One hundred and fifty-one new packages arrived at CRAN in February. Here are my “Top 40” picks organized into eight categories: Bioinformatics, Data, Machine Learning, Medicine, Statistics, Time Series, Utilities and Visualization.
Cascade v1.7: Implements a modeling tool allowing gene selection, reverse engineering, and prediction in cascade networks. See Jung et al. (2014) for details, along with a Package Introduction and a vignette on re-analysis.
countfitteR v1.0: Implements functions and a
Shiny app for the automatized evaluation of distribution models for count data with an eye towards use in DNA analyses. The vignette provides an overview.
noaaoceans v0.1.0: Provides tools to access the National Oceanic and Atmospheric Administration (NOAA) API. See the vignette for details.
guardianapi v0.1.0: Provides functions to access to The Guardian’s open API, containing all articles published in ‘The Guardian’ from 1999 to the present. The vignette shows how to use the package.
RobinHood v:1.0.1: Implements an interface to the RobinHood investing platform, including the ability to access account data, retrieve investment statistics and quotes, place and cancel orders, and more.
stlcsb v0.1.2: Provides functions working with data from The Citizens’ Service Bureau of the City of St.
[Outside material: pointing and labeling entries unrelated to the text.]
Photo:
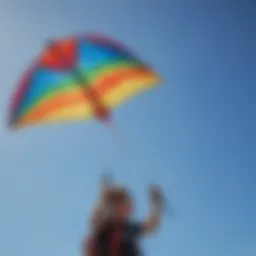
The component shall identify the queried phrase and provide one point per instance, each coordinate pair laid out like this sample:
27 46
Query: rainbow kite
78 78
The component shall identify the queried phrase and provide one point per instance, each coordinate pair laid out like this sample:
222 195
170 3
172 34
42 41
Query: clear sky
195 135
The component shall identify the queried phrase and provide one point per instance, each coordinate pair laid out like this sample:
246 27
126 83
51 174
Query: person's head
121 204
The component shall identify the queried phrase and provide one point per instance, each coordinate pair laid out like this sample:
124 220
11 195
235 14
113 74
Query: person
112 231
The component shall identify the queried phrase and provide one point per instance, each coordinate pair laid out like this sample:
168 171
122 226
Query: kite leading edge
78 78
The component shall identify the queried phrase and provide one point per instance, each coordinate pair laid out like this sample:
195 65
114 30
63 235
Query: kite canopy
78 78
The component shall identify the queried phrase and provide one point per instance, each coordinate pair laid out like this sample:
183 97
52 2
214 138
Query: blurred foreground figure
112 231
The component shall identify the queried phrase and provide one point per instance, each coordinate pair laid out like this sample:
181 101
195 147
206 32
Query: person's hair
119 195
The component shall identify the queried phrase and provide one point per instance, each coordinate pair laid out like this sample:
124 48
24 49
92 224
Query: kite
78 78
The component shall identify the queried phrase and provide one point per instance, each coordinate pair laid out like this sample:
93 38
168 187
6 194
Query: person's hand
155 195
106 187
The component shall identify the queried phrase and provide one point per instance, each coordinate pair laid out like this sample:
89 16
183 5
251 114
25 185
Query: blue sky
195 135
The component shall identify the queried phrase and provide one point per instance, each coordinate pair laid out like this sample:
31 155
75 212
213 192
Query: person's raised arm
100 211
155 213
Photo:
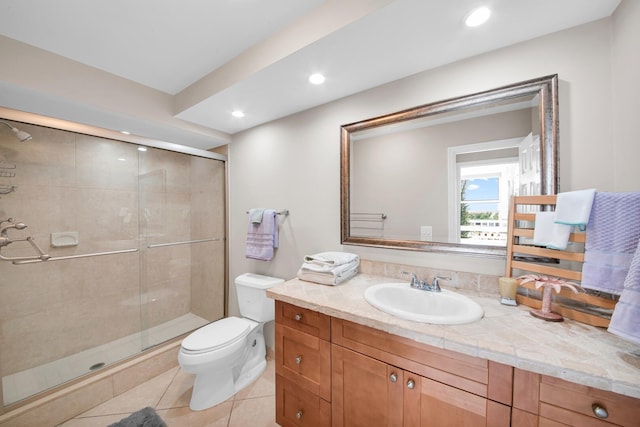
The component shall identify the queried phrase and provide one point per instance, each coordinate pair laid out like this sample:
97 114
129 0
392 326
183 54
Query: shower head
20 134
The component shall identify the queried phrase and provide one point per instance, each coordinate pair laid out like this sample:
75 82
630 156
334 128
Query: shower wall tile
107 215
207 282
175 167
106 164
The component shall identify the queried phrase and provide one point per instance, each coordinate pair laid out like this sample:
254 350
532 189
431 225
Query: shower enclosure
108 248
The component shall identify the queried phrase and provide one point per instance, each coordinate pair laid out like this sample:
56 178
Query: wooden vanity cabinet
384 380
333 372
543 401
303 366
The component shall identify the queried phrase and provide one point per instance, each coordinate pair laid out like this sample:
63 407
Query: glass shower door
181 242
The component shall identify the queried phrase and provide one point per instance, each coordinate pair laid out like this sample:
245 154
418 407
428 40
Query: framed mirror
438 177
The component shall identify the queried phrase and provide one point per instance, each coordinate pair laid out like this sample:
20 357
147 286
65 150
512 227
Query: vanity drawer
304 359
467 373
298 407
574 404
305 320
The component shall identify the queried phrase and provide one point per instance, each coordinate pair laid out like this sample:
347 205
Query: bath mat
146 417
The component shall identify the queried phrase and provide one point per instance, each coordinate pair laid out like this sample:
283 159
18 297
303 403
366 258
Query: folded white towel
548 233
328 269
329 279
331 258
255 215
574 207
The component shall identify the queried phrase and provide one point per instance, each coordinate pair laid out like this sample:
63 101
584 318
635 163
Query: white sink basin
442 308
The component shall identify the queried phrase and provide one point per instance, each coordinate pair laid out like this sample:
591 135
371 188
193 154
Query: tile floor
169 394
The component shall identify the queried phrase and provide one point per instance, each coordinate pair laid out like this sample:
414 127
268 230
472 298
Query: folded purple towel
612 237
625 321
262 238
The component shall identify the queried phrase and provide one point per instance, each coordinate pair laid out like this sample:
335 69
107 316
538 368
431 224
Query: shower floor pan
21 385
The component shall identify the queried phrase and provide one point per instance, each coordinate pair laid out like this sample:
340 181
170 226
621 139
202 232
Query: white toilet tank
252 296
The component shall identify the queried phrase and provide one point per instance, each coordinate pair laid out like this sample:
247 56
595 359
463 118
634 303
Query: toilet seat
218 334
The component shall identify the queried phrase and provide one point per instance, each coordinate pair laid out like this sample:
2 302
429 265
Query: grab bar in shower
186 242
31 261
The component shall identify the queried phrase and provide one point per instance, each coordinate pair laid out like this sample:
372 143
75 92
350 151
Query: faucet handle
414 279
436 281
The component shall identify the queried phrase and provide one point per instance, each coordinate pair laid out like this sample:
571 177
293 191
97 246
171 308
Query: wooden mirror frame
546 88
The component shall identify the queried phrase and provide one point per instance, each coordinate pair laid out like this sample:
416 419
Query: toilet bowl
230 353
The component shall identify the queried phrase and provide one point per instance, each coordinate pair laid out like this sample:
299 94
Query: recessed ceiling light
477 17
316 79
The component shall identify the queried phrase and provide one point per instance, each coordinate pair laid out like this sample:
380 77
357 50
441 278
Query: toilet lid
217 334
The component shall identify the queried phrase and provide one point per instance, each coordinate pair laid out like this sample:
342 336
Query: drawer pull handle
600 411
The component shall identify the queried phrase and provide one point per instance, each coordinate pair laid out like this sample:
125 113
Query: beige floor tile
218 416
263 386
99 421
178 393
256 412
170 393
146 394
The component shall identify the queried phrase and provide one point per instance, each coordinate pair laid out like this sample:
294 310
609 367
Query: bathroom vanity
341 362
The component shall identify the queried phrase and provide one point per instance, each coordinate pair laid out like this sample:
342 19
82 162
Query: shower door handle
185 242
Louis including downloading data, categorizing problem requests, cleaning and subsetting CSB data, and projecting the data using the x and y coordinates. See the vignette.
bigMap v2.1.0: Implements an unsupervised clustering protocol for large scale structured data, based on a low dimensional representation of the data. See Garriga and Bartumeus (2018) and the vignette for details.
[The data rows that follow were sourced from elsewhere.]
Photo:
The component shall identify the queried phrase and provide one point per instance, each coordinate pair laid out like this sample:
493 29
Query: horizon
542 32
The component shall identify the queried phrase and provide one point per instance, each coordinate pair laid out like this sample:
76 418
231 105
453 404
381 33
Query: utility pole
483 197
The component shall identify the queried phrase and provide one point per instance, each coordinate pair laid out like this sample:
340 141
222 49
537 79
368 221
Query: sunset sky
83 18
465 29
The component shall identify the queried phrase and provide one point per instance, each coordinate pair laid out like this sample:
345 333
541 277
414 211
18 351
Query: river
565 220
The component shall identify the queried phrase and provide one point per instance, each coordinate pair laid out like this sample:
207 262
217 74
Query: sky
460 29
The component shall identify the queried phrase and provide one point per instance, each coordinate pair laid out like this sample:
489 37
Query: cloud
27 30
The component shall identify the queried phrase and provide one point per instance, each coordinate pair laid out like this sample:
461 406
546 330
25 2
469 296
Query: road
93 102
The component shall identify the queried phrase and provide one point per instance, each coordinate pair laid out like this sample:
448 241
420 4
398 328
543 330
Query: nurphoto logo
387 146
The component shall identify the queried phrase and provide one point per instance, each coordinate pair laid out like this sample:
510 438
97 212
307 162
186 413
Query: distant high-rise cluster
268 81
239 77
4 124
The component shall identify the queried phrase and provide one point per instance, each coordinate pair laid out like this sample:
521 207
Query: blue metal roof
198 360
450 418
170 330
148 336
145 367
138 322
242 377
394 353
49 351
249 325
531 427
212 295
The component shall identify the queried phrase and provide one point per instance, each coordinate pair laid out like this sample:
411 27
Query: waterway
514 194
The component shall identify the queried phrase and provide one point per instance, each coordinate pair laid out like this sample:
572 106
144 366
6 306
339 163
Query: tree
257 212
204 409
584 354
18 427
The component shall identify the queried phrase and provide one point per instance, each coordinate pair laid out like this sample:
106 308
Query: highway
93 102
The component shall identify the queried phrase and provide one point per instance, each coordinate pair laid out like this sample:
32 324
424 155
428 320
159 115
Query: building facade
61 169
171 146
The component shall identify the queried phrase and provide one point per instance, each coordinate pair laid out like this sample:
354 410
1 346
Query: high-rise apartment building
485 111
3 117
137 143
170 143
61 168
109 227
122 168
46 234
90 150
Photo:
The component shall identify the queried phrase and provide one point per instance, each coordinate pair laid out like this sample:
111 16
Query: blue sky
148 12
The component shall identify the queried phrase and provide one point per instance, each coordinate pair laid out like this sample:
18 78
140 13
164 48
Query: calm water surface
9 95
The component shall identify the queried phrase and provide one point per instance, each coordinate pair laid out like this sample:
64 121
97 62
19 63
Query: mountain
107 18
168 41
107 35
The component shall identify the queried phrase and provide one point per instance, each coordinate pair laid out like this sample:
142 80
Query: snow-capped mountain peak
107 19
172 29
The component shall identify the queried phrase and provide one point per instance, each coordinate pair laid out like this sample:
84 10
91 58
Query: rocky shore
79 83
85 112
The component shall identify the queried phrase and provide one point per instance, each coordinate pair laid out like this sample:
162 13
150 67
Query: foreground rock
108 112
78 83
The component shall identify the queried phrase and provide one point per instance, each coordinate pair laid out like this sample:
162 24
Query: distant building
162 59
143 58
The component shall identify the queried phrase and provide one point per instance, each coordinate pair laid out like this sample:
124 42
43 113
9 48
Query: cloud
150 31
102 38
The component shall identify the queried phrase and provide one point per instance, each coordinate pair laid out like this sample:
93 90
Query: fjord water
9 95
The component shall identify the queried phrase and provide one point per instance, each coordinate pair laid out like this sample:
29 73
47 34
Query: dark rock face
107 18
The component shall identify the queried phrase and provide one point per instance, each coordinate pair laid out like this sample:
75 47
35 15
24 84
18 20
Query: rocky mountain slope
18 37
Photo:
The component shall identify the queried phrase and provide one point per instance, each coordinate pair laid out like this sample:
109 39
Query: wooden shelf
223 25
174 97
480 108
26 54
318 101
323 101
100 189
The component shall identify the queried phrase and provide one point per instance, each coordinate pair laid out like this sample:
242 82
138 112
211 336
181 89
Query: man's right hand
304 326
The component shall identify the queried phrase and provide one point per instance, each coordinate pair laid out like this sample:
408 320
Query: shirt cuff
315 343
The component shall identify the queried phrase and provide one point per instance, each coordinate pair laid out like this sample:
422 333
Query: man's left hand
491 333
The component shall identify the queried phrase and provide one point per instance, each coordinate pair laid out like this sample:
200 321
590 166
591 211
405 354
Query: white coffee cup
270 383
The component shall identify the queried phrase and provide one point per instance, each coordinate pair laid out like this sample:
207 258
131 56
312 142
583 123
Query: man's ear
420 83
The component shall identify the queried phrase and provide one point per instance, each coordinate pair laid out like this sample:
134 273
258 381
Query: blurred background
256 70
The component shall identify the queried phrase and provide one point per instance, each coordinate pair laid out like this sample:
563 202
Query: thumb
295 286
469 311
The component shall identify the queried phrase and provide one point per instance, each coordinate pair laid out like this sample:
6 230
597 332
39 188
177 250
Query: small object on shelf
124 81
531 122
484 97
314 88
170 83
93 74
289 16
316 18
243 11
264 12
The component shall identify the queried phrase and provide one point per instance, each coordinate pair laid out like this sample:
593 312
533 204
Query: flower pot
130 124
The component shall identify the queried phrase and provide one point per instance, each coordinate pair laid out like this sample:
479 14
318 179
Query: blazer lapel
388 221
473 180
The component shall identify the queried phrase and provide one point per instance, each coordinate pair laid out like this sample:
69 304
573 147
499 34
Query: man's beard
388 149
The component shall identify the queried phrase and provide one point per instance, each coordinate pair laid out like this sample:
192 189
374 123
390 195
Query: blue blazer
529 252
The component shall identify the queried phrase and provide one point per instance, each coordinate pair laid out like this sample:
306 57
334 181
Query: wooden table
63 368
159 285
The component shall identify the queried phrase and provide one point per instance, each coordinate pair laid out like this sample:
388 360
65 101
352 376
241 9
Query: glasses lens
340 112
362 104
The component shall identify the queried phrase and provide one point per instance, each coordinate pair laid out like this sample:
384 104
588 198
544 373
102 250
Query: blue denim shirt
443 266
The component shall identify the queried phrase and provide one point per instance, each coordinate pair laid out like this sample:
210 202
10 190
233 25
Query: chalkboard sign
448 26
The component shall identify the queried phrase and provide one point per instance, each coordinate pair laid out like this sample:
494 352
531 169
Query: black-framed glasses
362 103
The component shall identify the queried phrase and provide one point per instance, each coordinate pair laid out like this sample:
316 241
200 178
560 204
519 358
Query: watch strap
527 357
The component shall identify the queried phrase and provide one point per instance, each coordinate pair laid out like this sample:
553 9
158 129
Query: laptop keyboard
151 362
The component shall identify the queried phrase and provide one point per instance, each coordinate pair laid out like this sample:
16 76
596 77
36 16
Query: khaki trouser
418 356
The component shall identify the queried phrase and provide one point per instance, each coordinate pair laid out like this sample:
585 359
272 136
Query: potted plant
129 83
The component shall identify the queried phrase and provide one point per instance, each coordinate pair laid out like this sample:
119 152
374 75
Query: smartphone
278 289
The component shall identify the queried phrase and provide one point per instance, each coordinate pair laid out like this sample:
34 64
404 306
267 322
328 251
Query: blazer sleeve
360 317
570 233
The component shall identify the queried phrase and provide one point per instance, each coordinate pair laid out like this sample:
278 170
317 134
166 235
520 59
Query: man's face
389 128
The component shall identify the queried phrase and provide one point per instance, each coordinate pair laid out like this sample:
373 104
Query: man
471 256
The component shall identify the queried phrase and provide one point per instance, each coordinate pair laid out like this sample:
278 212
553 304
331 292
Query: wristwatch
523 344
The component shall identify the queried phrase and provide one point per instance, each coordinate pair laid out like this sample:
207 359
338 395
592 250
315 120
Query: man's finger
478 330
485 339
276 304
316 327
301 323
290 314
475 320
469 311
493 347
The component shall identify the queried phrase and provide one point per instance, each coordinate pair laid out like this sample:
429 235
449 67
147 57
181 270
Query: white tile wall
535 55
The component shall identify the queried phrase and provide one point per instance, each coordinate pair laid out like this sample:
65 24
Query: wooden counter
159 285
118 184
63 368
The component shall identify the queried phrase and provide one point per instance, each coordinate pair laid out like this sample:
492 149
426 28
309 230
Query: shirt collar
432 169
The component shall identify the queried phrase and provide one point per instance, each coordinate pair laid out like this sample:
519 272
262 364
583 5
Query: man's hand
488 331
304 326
fastNaiveBayes v1.0.1: Provides an extremely fast implementation of a Naive Bayes classifier that is largely based on the paper Schneider (2003). See the vignette for an introduction.
gama v1.0.3: Implements a genetic, evolutionary approach to performing hard partitional clustering. For details see Scrucca (2013), Charrad et al. (2014), and Tsagris and Papadakis (2018). The vignette shows how to use the package.
leiden v0.2.3: Uses
reticulate to implement the
Python leidenalg clustering algorithm for partitioning graphs in to communities in R. See the
Python repository and Traag et al (2018) for details. There is also a vignette.
r.blip v1.1: Provides functions to learn Bayesian networks from datasets containing thousands of variables, and includes algorithms for (1) parent set identification (Scanagatta (2015)), (2) general structure optimization (Scanagatta (2018)), (3) bounded tree width structure optimization (Scanagatta (2016)), and (4) structure learning on incomplete data sets (Scanagatta (2018)).
RTML v0.9: Implements efficient solvers for 10 regularized multi-task learning algorithms applicable for regression, classification, joint feature selection, task clustering, low-rank learning, sparse learning and network incorporation. The details are described Cao and Schwarz (2018). There is a Tutorial.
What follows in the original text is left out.